Growth in Truck Traffic Helps TA Reduce Quarterly Loss
Published in CSP Daily News
Travel-center chain sees “slow but continual improvement”
WESTLAKE, Ohio -- With truck traffic slowly returning to America’s roads, TravelCenters of America LLC reported a net loss of $2.5 million for the fourth quarter of 2011, reflecting an improvement of $27.6 million as compared to the net loss in the 2010 fourth quarter.
This improvement was primarily from increases in fuel and nonfuel sales and gross margin levels, and from a reduction in rent and interest expenses as a result of the January 2011 lease amendment with Hospitality Properties Trust, or HPT, TA reported yesterday.
“The trucking industry is the primary customer for TA’s goods and services. Freight and trucking demand in the U.S. generally reflects the level of commercial activity in the U.S. economy.
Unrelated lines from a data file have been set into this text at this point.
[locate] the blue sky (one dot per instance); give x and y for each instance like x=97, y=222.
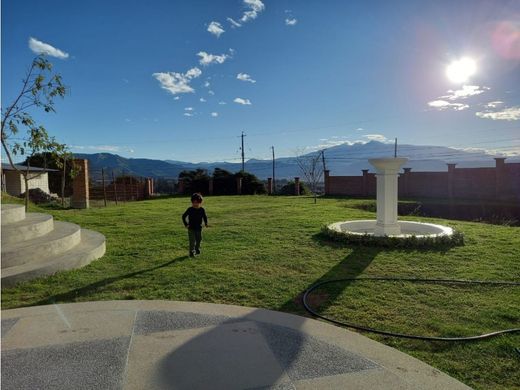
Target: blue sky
x=147, y=78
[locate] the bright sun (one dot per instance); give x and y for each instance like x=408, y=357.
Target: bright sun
x=459, y=71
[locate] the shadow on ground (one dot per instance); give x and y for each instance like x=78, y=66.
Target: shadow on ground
x=91, y=288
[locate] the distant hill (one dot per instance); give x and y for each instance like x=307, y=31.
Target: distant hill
x=340, y=160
The slow but continual improvement of the U.S. economy generally, and the improving financial condition and increased activity of the trucking industry in the U.S. specifically, impacted TA’s financial results during the 2011 fourth quarter,” the company reported.
TA’s results also reflected improvement in EBITDAR, which increased by 28.0%, or $13.5 million, in the 2011 fourth quarter over the 2010 fourth quarter.
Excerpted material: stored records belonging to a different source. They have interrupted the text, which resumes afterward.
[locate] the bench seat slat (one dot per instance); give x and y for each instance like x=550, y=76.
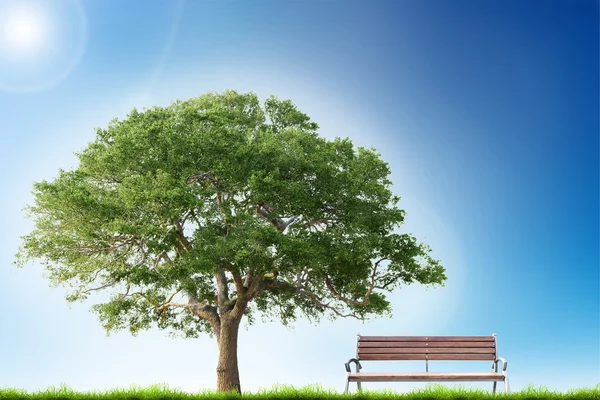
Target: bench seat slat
x=381, y=357
x=425, y=376
x=426, y=344
x=425, y=338
x=424, y=350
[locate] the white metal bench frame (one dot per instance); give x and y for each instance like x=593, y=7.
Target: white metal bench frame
x=426, y=376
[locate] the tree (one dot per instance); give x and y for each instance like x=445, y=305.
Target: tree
x=202, y=212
TA’s fuel sales volume and fuel gross margin increased by 1.2% and 22.1%, respectively, in the 2011 fourth quarter as compared to the 2010 fourth quarter.
During the fourth quarter of 2011, TA experienced a 2.6% decrease in same site fuel sales volume, compared with the fourth quarter of 2010. TA believes this decrease is a result of pricing strategies and the impact of capital projects in 2011 to replace fuel dispensers and install diesel exhaust fluid dispensers, which required TA to take certain diesel dispensers out of service during the period.
Nonfuel sales and gross margin for the 2011 fourth quarter increased 10.0% and 8.4% over the 2010 fourth quarter, respectively. The improved results in the fourth quarter of 2011 compared to 2010 resulted, in large part, from the travel centers opened during the second quarter of 2011, increased fuel margin per gallon and increased nonfuel customer spending in TA’s travel centers.
“While the U.S. economy has been slowly growing over the past several quarters and trucking activity measures reflect continued growth in that industry, the strength and sustainability of any economic recovery remains uncertain,” the company stated. “If the U.S. economy worsens, TA’s financial results may not improve and may decline, resulting in TA experiencing losses from operations.”
Westlake, Ohio-based TA’s nationwide business includes travel centers located in 41 U.S. states and in Canada.